CHAPTER FOURTEEN

The new relationship established between Mrs. Benjamin and Isabelle was so precious to the little girl that she abandoned her banner of revolt once for all, and gave herself up to the congenial atmosphere of Hill Top. It was the only home she had ever known, since home is a matter of love and people rather than bricks and stones.

The secret correspondence was a complete outlet for Isabelle’s imagination, and she pored over the letters her “regular mother” wrote her with utter devotion. She put them away to keep for all her life. They were indeed wonderful letters, full of the fine idealism, the working philosophy that inspired the Benjamins. When there was some misdemeanour, or some fractured rule to be called to Isabelle’s attention, it was delicately introduced into the weekly letter, instead of being talked out in the library.

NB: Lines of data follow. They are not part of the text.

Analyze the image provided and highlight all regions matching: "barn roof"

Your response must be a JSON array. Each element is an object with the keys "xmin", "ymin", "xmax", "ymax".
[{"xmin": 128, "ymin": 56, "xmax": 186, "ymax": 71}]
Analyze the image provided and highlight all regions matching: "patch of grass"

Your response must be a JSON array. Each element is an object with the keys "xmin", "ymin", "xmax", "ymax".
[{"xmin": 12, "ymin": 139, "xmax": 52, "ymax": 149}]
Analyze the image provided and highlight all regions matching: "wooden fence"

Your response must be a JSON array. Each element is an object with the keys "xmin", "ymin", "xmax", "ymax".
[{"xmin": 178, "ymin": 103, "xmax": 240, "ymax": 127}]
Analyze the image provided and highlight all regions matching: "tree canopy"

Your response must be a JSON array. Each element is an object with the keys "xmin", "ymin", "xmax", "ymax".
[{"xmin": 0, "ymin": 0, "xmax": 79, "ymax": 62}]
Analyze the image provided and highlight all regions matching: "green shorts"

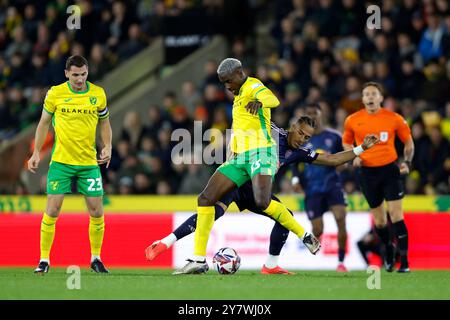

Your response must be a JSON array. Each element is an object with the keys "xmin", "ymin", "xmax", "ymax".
[
  {"xmin": 47, "ymin": 161, "xmax": 103, "ymax": 197},
  {"xmin": 217, "ymin": 146, "xmax": 278, "ymax": 187}
]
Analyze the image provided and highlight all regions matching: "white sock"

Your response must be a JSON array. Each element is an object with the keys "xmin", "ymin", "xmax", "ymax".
[
  {"xmin": 264, "ymin": 254, "xmax": 280, "ymax": 269},
  {"xmin": 161, "ymin": 233, "xmax": 178, "ymax": 248},
  {"xmin": 192, "ymin": 256, "xmax": 206, "ymax": 262}
]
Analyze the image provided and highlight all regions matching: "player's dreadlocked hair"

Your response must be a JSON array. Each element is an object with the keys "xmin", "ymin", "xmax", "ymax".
[
  {"xmin": 362, "ymin": 81, "xmax": 383, "ymax": 95},
  {"xmin": 297, "ymin": 116, "xmax": 316, "ymax": 129},
  {"xmin": 217, "ymin": 58, "xmax": 242, "ymax": 77}
]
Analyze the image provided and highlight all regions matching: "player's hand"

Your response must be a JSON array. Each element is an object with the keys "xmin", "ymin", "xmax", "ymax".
[
  {"xmin": 353, "ymin": 157, "xmax": 362, "ymax": 168},
  {"xmin": 97, "ymin": 147, "xmax": 111, "ymax": 168},
  {"xmin": 400, "ymin": 162, "xmax": 409, "ymax": 175},
  {"xmin": 245, "ymin": 101, "xmax": 262, "ymax": 115},
  {"xmin": 361, "ymin": 134, "xmax": 380, "ymax": 150},
  {"xmin": 28, "ymin": 153, "xmax": 41, "ymax": 173}
]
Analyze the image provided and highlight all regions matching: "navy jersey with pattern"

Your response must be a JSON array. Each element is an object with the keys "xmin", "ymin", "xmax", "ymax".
[{"xmin": 300, "ymin": 128, "xmax": 343, "ymax": 196}]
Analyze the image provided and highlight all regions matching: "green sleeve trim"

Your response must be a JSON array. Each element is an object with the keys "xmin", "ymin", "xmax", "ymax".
[
  {"xmin": 255, "ymin": 87, "xmax": 267, "ymax": 99},
  {"xmin": 66, "ymin": 81, "xmax": 89, "ymax": 94}
]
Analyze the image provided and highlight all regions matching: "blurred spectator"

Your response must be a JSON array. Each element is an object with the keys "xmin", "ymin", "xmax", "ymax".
[
  {"xmin": 89, "ymin": 43, "xmax": 111, "ymax": 81},
  {"xmin": 340, "ymin": 76, "xmax": 362, "ymax": 114},
  {"xmin": 178, "ymin": 156, "xmax": 211, "ymax": 194},
  {"xmin": 120, "ymin": 111, "xmax": 145, "ymax": 150},
  {"xmin": 419, "ymin": 13, "xmax": 445, "ymax": 63}
]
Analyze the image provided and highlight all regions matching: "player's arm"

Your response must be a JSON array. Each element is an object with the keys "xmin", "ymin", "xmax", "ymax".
[
  {"xmin": 312, "ymin": 134, "xmax": 379, "ymax": 167},
  {"xmin": 97, "ymin": 118, "xmax": 112, "ymax": 168},
  {"xmin": 396, "ymin": 115, "xmax": 414, "ymax": 174},
  {"xmin": 342, "ymin": 117, "xmax": 361, "ymax": 167},
  {"xmin": 28, "ymin": 110, "xmax": 53, "ymax": 173},
  {"xmin": 245, "ymin": 86, "xmax": 280, "ymax": 115}
]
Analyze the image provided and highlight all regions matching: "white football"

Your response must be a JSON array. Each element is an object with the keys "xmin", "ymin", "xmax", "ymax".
[{"xmin": 213, "ymin": 247, "xmax": 241, "ymax": 274}]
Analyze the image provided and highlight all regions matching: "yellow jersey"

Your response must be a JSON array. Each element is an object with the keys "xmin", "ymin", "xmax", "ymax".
[
  {"xmin": 230, "ymin": 77, "xmax": 280, "ymax": 153},
  {"xmin": 44, "ymin": 81, "xmax": 109, "ymax": 166}
]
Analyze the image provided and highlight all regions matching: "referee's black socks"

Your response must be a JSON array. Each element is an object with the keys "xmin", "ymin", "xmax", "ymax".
[{"xmin": 392, "ymin": 220, "xmax": 408, "ymax": 267}]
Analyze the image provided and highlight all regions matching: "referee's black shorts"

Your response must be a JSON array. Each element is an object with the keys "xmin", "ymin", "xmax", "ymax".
[{"xmin": 359, "ymin": 162, "xmax": 404, "ymax": 208}]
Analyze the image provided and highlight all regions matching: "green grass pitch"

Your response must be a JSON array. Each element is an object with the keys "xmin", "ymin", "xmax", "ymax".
[{"xmin": 0, "ymin": 268, "xmax": 450, "ymax": 300}]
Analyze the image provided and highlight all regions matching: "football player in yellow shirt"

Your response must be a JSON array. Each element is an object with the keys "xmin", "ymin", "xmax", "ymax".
[
  {"xmin": 174, "ymin": 58, "xmax": 320, "ymax": 274},
  {"xmin": 28, "ymin": 55, "xmax": 112, "ymax": 274}
]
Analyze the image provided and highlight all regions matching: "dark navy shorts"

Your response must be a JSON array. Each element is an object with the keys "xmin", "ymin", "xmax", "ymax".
[{"xmin": 305, "ymin": 188, "xmax": 347, "ymax": 220}]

Excess vitality got the girl into scrapes sometimes, but as the Benjamins came to understand her better and to love her, they found ways of appealing to her common sense, or her instinct for justice, to which she never failed to respond. Her quick mind had already put her at the head of her classes.

The out-of-door life and her enjoyment of everything began to show in her whole bearing. Her face lost its sharp curves, she took on some flesh, her colour was high and her eyes were bright. At last she was coming into her birthright of happy, normal girlhood.

The letters home continued to be written to Wally, and once in a long while she had a brief note from him.

“What kind of a father have you got?” she inquired of Peggy, one day, after the perusal of one of these epistles.

“He is very nice, I think. He was sorry I wasn’t a boy, but he always gives me five dollars whenever he sees me. What kind is yours?”

“Wally is the nicest person in our family,” she said guardedly.

“Is your father handsome?”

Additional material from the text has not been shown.